Em entrevista após o evento, o candidato do PSB afirmou que a governadora deveria receber o subsídio correspondente ao cargo que ocupa, estimado em R$ 22 mil, e não os vencimentos de procuradora, que ultrapassaram R$ 60 mil brutos no último mês citado nas discussões sobre o caso.
João Campos sustentou que sua crítica não seria uma questão de opinião, mas estaria baseada no artigo 38 da Constituição Federal. Para ele, a legislação pernambucana que permite a escolha da remuneração não poderia se sobrepor à Constituição.
“Não é questão de opinião. Eu não estou emitindo uma opinião aqui sobre isso, estou simplesmente apresentando um fato concreto”, afirmou.
O candidato também direcionou críticas à Lei Estadual nº 18.139/2023. Sancionada em janeiro daquele ano, a norma estabelece que servidores públicos da administração direta e indireta podem optar entre a remuneração do cargo ou função de origem e aquela decorrente do mandato eletivo.

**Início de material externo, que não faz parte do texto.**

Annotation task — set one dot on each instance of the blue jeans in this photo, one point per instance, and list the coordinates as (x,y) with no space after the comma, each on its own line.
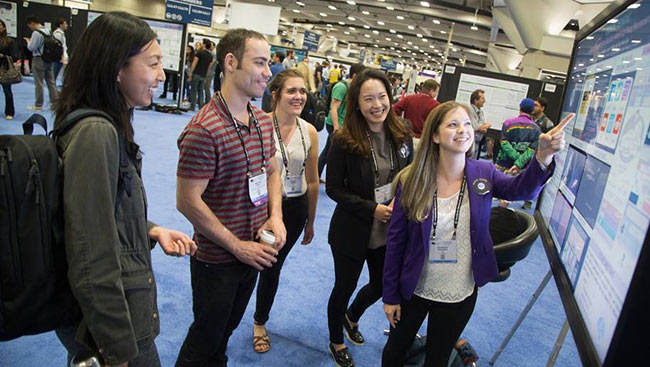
(147,352)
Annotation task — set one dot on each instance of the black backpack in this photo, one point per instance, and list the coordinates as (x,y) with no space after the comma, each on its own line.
(35,295)
(52,48)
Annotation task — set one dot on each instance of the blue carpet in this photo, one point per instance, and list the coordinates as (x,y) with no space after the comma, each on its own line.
(298,325)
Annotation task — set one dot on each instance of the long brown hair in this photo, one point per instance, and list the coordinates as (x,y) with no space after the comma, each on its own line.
(353,134)
(419,178)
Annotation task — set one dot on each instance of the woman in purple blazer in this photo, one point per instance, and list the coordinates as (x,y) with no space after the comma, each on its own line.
(439,249)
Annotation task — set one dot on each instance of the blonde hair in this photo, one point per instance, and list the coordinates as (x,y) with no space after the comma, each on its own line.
(419,178)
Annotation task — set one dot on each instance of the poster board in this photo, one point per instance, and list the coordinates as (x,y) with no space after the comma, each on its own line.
(594,213)
(502,92)
(171,38)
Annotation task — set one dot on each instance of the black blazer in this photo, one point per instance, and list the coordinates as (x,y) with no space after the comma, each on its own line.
(351,183)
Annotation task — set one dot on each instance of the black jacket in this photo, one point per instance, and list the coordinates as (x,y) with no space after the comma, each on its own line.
(351,183)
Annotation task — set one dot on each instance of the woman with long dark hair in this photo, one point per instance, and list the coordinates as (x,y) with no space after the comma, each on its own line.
(373,145)
(296,154)
(439,249)
(7,49)
(107,235)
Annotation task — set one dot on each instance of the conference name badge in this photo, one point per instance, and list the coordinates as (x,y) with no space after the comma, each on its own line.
(481,186)
(257,190)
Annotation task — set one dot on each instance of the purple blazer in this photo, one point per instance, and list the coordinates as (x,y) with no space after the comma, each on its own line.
(407,243)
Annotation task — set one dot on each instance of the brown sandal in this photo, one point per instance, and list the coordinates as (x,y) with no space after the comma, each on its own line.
(262,343)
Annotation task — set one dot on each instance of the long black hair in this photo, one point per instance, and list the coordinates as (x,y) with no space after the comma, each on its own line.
(91,76)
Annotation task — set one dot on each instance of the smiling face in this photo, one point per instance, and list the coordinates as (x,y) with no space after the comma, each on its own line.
(373,102)
(251,73)
(455,133)
(292,98)
(139,77)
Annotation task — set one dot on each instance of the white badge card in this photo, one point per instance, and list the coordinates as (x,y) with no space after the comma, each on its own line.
(293,185)
(383,194)
(443,251)
(257,190)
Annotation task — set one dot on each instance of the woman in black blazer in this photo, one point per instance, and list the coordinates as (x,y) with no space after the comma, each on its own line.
(373,145)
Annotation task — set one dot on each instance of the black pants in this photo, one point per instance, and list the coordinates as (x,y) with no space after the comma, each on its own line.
(346,276)
(294,213)
(322,158)
(220,294)
(446,322)
(9,100)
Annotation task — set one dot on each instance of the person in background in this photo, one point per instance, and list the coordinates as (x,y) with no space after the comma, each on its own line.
(198,72)
(545,124)
(477,101)
(439,249)
(417,107)
(296,147)
(59,34)
(290,61)
(212,68)
(7,48)
(108,238)
(228,187)
(372,146)
(187,85)
(337,112)
(42,70)
(305,71)
(334,74)
(318,76)
(277,66)
(519,136)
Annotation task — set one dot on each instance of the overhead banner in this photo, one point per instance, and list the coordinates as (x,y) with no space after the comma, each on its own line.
(197,12)
(311,41)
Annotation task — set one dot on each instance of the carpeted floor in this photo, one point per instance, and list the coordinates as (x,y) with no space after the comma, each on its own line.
(298,325)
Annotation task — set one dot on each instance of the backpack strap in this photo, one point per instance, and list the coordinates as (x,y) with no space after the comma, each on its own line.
(34,119)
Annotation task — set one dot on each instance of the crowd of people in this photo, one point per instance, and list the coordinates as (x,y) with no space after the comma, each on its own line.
(248,182)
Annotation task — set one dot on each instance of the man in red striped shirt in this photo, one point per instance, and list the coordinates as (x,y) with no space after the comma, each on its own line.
(229,188)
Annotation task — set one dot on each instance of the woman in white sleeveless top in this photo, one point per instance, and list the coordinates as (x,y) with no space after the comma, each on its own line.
(296,143)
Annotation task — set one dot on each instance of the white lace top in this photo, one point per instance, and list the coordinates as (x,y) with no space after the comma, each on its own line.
(450,282)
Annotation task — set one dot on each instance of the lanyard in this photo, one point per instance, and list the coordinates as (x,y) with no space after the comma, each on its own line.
(285,160)
(374,160)
(456,215)
(241,137)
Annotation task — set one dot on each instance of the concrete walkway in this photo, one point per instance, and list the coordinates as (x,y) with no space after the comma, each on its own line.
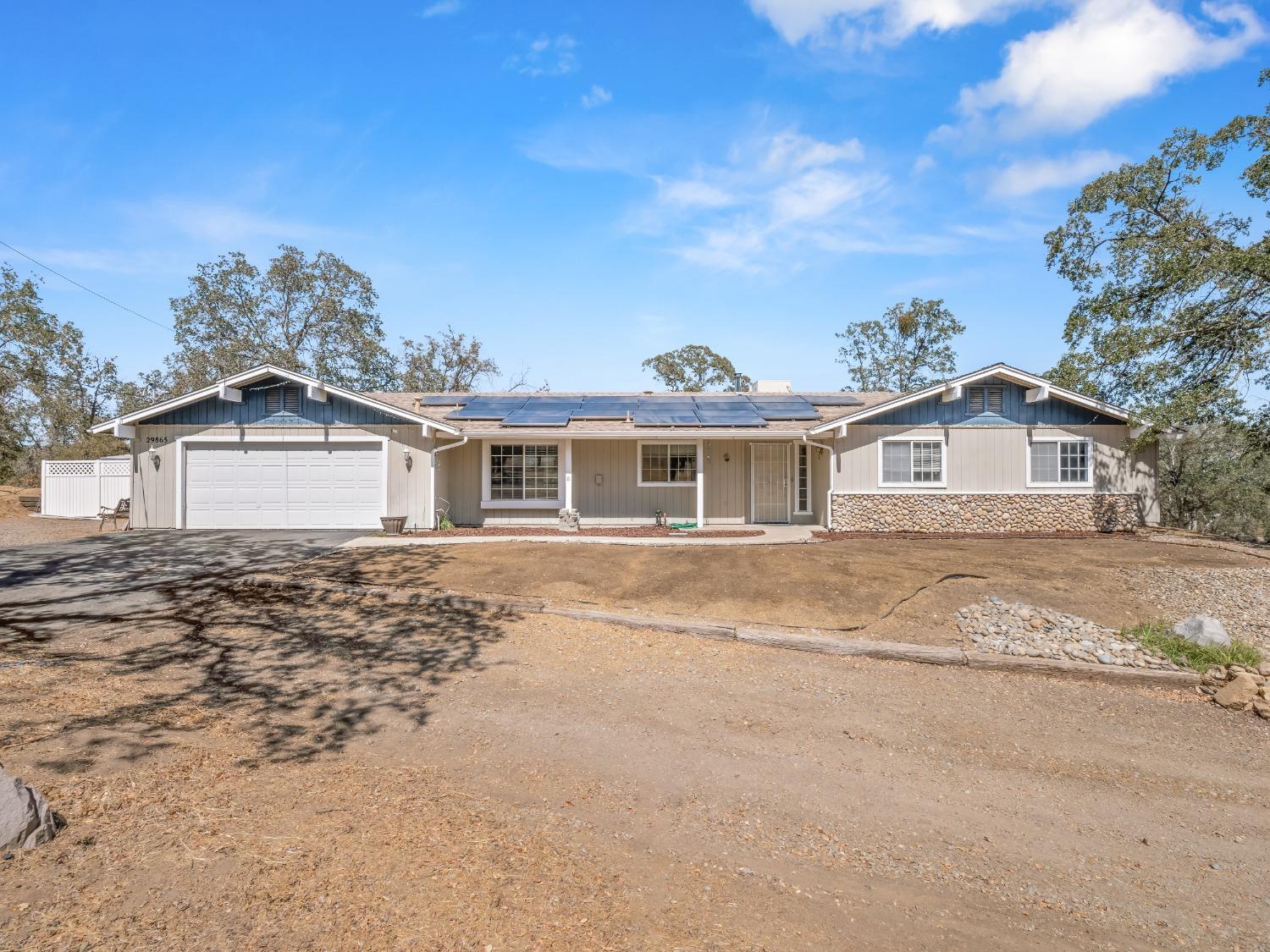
(772,536)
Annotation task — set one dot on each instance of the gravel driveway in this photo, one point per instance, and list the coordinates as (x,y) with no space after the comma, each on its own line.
(256,769)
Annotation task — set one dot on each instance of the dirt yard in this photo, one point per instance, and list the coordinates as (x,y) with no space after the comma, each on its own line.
(903,589)
(244,769)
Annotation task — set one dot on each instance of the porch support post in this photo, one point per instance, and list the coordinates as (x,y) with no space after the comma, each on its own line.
(568,474)
(701,485)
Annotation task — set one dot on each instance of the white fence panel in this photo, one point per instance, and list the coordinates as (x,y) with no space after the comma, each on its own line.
(80,487)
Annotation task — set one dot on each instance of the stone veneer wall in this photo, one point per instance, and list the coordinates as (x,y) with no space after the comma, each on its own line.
(983,512)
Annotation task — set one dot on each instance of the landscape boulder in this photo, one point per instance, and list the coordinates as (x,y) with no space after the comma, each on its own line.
(1203,630)
(1239,692)
(25,817)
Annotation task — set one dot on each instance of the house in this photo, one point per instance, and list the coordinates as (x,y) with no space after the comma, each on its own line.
(996,449)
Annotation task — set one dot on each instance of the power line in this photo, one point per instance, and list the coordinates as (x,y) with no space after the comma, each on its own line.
(81,287)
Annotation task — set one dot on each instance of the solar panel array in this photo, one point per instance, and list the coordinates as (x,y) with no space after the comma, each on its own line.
(650,410)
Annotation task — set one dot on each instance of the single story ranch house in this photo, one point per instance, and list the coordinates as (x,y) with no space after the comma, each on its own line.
(997,449)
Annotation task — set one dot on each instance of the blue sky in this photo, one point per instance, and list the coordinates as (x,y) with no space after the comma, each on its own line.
(583,185)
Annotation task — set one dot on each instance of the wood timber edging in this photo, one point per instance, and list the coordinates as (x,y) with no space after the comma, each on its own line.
(767,637)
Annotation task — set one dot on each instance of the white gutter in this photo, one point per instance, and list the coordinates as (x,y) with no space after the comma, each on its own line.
(828,492)
(432,489)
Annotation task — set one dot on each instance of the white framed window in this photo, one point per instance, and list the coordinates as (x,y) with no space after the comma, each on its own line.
(667,465)
(802,479)
(911,462)
(521,476)
(1059,461)
(986,400)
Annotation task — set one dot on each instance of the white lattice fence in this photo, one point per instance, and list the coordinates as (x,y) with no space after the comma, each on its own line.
(79,487)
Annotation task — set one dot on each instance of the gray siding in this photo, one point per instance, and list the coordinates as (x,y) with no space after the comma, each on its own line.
(155,495)
(1015,410)
(995,459)
(213,411)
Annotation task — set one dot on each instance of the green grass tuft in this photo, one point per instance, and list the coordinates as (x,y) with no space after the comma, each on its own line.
(1158,636)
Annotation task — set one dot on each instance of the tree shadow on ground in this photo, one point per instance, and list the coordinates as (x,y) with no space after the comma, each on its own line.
(302,673)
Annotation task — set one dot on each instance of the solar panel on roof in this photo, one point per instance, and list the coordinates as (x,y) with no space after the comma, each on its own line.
(482,408)
(665,418)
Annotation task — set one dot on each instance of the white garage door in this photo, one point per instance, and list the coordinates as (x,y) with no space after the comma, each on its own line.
(284,487)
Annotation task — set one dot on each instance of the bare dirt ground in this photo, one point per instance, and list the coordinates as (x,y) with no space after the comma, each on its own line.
(246,769)
(903,589)
(30,531)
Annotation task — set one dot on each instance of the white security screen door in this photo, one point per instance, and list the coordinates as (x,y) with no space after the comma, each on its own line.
(770,482)
(284,487)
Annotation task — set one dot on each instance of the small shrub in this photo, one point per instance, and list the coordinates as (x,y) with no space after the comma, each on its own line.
(1158,636)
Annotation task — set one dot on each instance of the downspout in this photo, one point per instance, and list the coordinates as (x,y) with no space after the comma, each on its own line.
(828,490)
(436,452)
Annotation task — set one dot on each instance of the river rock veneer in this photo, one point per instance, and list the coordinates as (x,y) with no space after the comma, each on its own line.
(1018,629)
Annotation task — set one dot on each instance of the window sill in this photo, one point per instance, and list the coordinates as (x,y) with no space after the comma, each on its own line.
(522,504)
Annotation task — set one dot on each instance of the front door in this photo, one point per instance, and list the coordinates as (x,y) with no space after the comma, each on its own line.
(770,482)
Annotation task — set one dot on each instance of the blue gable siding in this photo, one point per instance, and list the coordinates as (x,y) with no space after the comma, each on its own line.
(215,411)
(1015,410)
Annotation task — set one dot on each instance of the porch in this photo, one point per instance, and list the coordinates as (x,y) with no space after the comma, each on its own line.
(622,482)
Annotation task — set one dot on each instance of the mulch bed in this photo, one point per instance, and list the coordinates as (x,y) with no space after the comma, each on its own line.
(604,531)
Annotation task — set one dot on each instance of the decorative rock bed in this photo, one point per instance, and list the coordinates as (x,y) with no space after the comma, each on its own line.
(1038,632)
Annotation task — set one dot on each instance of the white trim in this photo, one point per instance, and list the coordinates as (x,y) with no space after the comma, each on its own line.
(701,484)
(997,370)
(909,438)
(647,434)
(487,503)
(795,446)
(183,443)
(681,484)
(1089,457)
(568,474)
(259,372)
(754,517)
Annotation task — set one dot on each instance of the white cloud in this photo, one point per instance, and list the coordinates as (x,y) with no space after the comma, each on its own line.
(1029,175)
(794,151)
(693,193)
(779,198)
(545,56)
(599,96)
(868,22)
(442,8)
(1105,53)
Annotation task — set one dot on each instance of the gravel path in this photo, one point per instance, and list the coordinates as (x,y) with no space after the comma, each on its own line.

Na avaliação de João, a regra é inconstitucional e teria sido criada para beneficiar a própria governadora. “É uma lei enviada pela própria candidata para benefícios próprios”, declarou.
Raquel nega irregularidade
Raquel Lyra contesta a acusação e afirma que sua remuneração está dentro da legislação. A governadora é procuradora do Estado concursada e, desde que assumiu o Executivo, optou por manter os vencimentos da carreira em vez do subsídio destinado ao cargo de governadora.
Em declaração dada na segunda-feira, Raquel afirmou que sua trajetória profissional é pública e que todos os valores recebidos são devidamente declarados.
“Eu sou procuradora do Estado, fui concursada a minha vida inteira. […] e recebo tudo dentro da lei”, disse.
A defesa da governadora sustenta que a opção pelo salário de procuradora está prevista na legislação estadual e que não há acúmulo das duas remunerações.
A discussão ganhou espaço na campanha eleitoral e também chegou à Justiça. O Satenpe acionou o STF pedindo, entre outras medidas, a devolução de cerca de R$ 1,2 milhão que considera recebido de forma indevida. Também houve uma ação apresentada na Justiça pernambucana com pedidos semelhantes.